= Exmoor Singers of London Chamber Choir =

Choir based in London

The Exmoor Singers of London Chamber Choir was a choir with a strong focus on music by living composers and in particular British composers. The choir appears to have been inactive since 2017.

In 2007, the choir collaborated with rock group Bloc Party to perform at the BBC Electric Proms, which was broadcast on both BBC2 television and BBC Radio 1. The choir subsequently recorded tracks for Bloc Party album Intimacy, released in 2008. The choir also recorded with rock group Snow Patrol and feature on the album A Hundred Million Suns.
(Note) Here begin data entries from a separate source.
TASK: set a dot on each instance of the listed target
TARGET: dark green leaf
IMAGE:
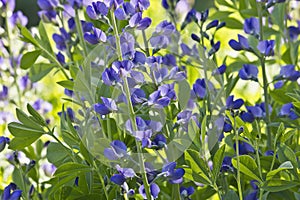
(247, 166)
(39, 71)
(27, 121)
(217, 162)
(283, 166)
(67, 84)
(183, 93)
(36, 115)
(279, 185)
(197, 164)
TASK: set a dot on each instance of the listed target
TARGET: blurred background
(30, 8)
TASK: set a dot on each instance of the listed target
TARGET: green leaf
(36, 115)
(217, 162)
(279, 185)
(233, 23)
(203, 129)
(231, 195)
(29, 59)
(44, 37)
(283, 166)
(27, 36)
(197, 164)
(67, 84)
(285, 153)
(287, 135)
(183, 94)
(56, 153)
(279, 133)
(27, 121)
(247, 166)
(71, 168)
(279, 95)
(20, 130)
(39, 71)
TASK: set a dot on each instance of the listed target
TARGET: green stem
(108, 128)
(23, 183)
(265, 81)
(80, 33)
(101, 180)
(146, 43)
(131, 111)
(258, 159)
(216, 188)
(238, 161)
(261, 192)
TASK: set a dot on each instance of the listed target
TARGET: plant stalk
(131, 111)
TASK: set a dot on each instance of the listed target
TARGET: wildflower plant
(153, 108)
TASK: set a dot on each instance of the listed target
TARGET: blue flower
(289, 72)
(127, 45)
(47, 4)
(244, 148)
(154, 190)
(124, 173)
(251, 26)
(137, 21)
(278, 84)
(3, 142)
(212, 24)
(108, 106)
(96, 9)
(61, 58)
(199, 89)
(48, 7)
(287, 110)
(95, 37)
(8, 5)
(159, 142)
(241, 44)
(249, 72)
(117, 150)
(69, 112)
(226, 164)
(253, 194)
(232, 105)
(75, 3)
(113, 3)
(294, 32)
(9, 195)
(220, 70)
(266, 47)
(4, 93)
(18, 18)
(49, 169)
(141, 5)
(162, 35)
(191, 16)
(61, 40)
(174, 175)
(86, 26)
(186, 192)
(165, 4)
(215, 47)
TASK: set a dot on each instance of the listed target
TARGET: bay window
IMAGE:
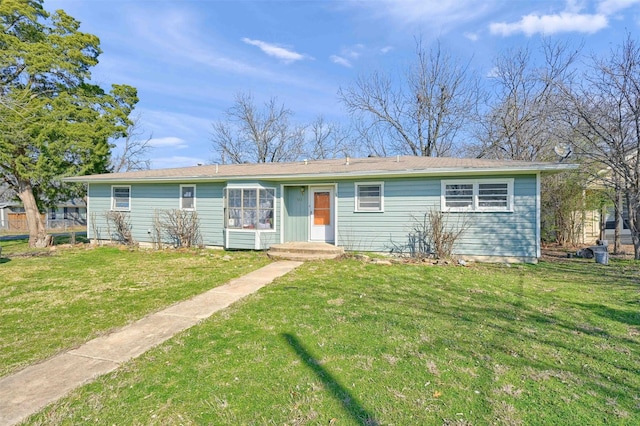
(250, 208)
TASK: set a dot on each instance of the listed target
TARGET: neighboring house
(64, 215)
(367, 204)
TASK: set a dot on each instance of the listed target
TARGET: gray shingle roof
(335, 168)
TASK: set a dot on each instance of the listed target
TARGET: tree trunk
(603, 223)
(38, 236)
(617, 236)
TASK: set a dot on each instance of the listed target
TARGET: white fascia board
(444, 172)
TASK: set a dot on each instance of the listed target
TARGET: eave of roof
(331, 169)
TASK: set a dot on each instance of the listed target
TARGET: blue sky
(189, 58)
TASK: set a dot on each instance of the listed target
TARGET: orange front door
(322, 227)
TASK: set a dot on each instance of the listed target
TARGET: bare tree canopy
(421, 116)
(134, 150)
(257, 135)
(327, 140)
(603, 109)
(521, 120)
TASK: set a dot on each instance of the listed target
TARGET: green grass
(53, 301)
(348, 343)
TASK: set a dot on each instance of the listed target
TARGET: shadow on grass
(350, 404)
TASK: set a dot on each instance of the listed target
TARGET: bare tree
(133, 154)
(603, 108)
(520, 122)
(328, 140)
(257, 135)
(424, 114)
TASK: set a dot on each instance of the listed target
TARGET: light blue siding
(407, 200)
(149, 199)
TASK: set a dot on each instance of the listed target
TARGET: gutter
(445, 172)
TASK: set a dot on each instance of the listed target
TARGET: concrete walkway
(29, 390)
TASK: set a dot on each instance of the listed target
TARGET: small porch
(304, 251)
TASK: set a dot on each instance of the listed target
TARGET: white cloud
(276, 51)
(168, 142)
(551, 24)
(471, 36)
(609, 7)
(340, 61)
(438, 14)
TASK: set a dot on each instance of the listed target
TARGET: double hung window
(369, 197)
(187, 197)
(481, 195)
(121, 198)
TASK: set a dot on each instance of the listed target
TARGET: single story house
(366, 204)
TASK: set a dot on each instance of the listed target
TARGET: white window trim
(113, 199)
(250, 186)
(356, 201)
(194, 197)
(474, 205)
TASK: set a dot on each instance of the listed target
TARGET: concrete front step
(302, 251)
(301, 257)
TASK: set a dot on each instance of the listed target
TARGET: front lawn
(52, 301)
(348, 343)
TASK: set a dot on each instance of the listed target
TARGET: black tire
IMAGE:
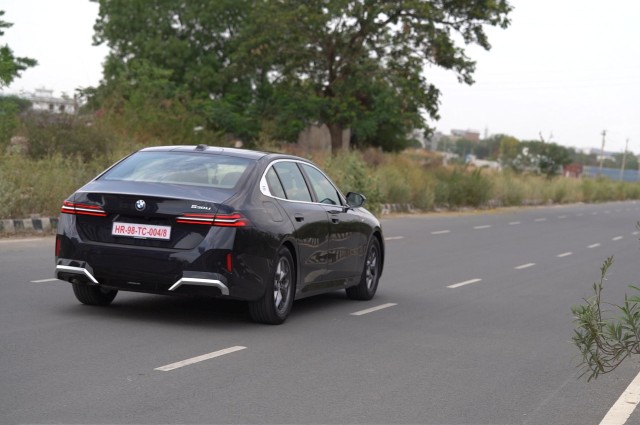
(275, 305)
(368, 285)
(93, 295)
Members of the choir subsequently performed with the band on BBC1 television on Later... with Jools Holland. Most recently members of the choir recorded with folk rock group Noah and the Whale.
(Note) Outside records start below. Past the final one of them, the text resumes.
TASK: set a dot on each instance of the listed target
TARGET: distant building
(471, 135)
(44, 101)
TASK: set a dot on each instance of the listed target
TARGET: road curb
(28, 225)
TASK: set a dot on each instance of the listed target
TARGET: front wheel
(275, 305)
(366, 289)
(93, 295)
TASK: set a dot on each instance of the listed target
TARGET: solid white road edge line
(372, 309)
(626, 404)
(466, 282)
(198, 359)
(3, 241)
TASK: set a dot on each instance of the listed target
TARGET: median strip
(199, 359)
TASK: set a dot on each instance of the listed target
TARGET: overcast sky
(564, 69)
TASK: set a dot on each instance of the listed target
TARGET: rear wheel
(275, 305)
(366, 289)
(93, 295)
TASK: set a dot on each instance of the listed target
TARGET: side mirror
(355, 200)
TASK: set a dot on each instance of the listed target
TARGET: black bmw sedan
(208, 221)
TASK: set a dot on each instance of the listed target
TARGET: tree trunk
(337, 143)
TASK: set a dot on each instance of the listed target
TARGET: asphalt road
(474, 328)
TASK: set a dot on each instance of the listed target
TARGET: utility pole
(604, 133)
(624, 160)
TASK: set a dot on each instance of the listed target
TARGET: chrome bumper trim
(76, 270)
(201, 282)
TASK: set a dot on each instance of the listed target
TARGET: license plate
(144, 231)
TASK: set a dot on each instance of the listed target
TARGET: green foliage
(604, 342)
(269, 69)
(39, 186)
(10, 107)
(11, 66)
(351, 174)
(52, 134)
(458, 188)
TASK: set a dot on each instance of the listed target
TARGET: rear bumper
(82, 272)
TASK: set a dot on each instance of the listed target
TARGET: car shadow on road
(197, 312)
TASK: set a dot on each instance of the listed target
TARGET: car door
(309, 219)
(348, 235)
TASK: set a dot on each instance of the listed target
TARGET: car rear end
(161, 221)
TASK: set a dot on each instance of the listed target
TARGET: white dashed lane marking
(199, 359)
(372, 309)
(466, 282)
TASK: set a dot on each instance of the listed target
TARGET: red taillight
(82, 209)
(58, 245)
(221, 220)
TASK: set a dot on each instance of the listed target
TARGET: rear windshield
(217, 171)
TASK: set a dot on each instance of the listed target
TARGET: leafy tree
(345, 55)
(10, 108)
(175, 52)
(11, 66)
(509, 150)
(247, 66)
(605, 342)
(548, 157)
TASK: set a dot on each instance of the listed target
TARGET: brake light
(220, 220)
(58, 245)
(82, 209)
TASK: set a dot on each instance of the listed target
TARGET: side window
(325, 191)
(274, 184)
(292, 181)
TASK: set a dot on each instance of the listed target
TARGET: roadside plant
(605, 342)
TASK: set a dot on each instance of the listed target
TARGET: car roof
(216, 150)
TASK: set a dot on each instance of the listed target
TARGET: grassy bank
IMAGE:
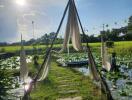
(124, 47)
(63, 83)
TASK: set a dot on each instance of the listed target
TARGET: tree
(129, 29)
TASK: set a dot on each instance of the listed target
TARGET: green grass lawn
(61, 80)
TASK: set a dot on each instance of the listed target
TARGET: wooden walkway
(67, 84)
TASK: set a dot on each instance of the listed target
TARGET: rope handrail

As hosts of the London Tallis Festival, the choir was broadcast on BBC Radio 3 on 28 October 2007. The choir also appeared regularly on BBC1 television on Songs of Praise.

Exmoor Singers actively promoted music by living composers, in dedicated concerts; by more generally programming new works; and specifically in commissioning new works. For the choir's first concert dedicated entirely to living composers, on 29 May 2002, the group received a four-star review from The Times.
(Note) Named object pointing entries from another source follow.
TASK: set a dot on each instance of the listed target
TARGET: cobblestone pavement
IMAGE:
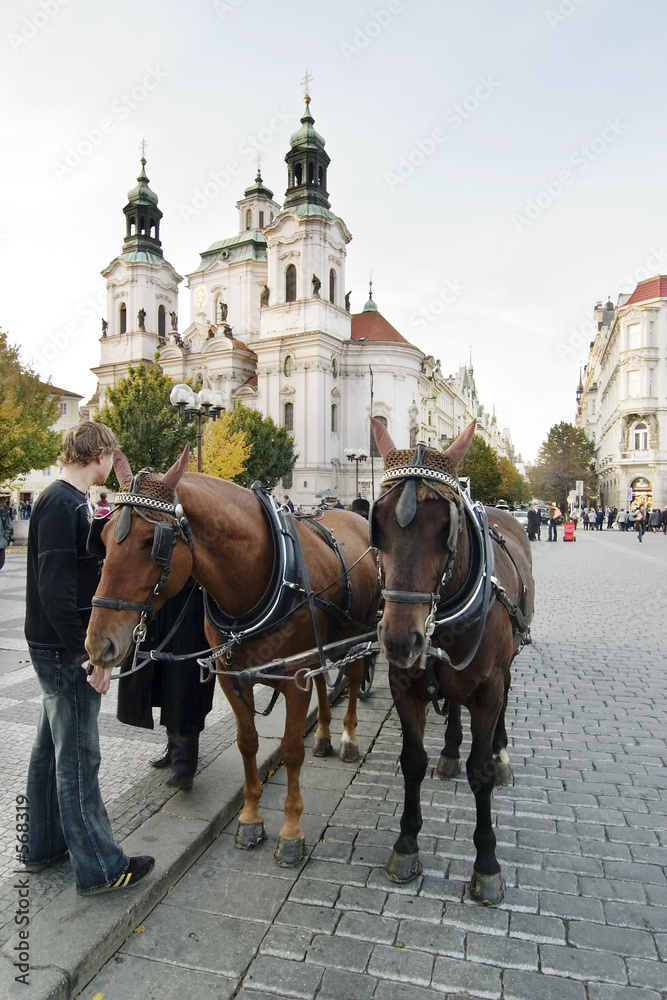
(581, 832)
(581, 837)
(132, 790)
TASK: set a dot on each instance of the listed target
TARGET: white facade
(622, 397)
(272, 329)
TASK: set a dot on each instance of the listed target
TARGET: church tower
(142, 291)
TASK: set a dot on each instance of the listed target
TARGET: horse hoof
(249, 835)
(348, 752)
(448, 767)
(290, 851)
(403, 867)
(504, 772)
(489, 890)
(322, 746)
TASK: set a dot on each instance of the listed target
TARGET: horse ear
(172, 476)
(382, 437)
(121, 467)
(458, 449)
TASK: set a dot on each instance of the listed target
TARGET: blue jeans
(64, 799)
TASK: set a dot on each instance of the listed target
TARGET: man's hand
(98, 677)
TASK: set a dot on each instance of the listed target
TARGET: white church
(273, 330)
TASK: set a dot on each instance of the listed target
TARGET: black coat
(173, 687)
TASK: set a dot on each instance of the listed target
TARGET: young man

==New commissioned music==
The choir commissioned eight new choral works:
- Sounds: Three Kandinsky Poems (1999) – David Sawer
- This Sceptr'd Isle (2005) – Paul Ayres
- Dreaming England (This Sceptr'd Isle) (2005) – Peter McGarr
- Tentatio (2006) – Jaakko Mäntyjärvi
- Their Lonely Betters (based on a poem by W. H. Auden) (2007) – James Lavino
- Love You Big as the Sky (a Lindisfarne Love Song) (2007) – Peter McGarr (broadcast in full on BBC Radio 3)
- Three Auden Settings (based on poems by W. H. Auden) (2008) - James Lavino
- Visitations (text adapted by James Lavino from the Book of Ezekiel) (2010) - James Lavino

The two works commissioned in 2005 entitled This Sceptr'd Isle may be the only settings for choir based on the speech in William Shakespeare's King Richard II, Act 2 scene 1.

Tentatio, Love You Big as the Sky and Visitations were commissioned for the Tallis Festival, and are 40-part unaccompanied works inspired by Thomas Tallis' Spem in alium.